Micheál Martin? Kicking a controversial issue over to a special committee to report back in a year or so?

Nah, can’t be right.

Opponents of the assisted dying bill shouldn’t get their hopes up, of course. A Dáil special committee on this issue is only going to come back with one recommendation. The purpose of the committee, much like previous special committees, will be to serve as a platform for experts with the correct views on the subject. They might add Ronán Mullen in, too, just to have a villain for social media.

What will end up happening, most likely, is that the committee will make a recommendation that there should be some form of legislation on the matter, and this in turn will be kicked over to the Department of Health to draft a proposed bill.

The whole process should be complete, and ready to act upon, just in time for Mr. Martin to leave office, and Mr. Varadkar, who’s generally more enthusiastic about the social-liberal crusade, to come back in and push it through as the latest evidence of what a compassionate country we are.

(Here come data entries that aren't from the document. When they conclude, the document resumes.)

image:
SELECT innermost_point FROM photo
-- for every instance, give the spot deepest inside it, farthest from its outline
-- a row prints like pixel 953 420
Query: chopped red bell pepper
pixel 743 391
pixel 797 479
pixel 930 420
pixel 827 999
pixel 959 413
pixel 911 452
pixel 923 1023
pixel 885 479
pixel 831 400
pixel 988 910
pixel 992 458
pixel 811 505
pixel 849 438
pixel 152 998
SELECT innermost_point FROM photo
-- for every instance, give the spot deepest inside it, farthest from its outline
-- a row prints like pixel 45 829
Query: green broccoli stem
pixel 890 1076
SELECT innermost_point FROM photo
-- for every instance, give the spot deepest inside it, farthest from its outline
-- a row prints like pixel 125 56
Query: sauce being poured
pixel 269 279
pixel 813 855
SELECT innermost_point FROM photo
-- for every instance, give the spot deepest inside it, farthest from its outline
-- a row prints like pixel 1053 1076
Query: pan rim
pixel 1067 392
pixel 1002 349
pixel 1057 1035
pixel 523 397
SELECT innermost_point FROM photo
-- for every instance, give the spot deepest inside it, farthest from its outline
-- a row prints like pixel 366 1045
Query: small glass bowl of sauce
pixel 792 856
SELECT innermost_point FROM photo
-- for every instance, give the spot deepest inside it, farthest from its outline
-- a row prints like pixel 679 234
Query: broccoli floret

For the avoidance of doubt, since some readers have queried the matter, there’s no need for a referendum on this issue, as there was for marriage and abortion. Those who were drafting the constitution, or amending it in the 1980s, didn’t ever put in a provision saying that it is unconstitutional to help old people kill themselves. Presumably they didn’t imagine, in their innocence, that this was the kind of proposal that an Irish Government would ever bring forward.

Anyway, opponents of assisted dying are getting, well, a stay of execution.

But those who closely observed the abortion referendum should be under no illusions about what one of these Oireachtas special committees is supposed to do, and will do.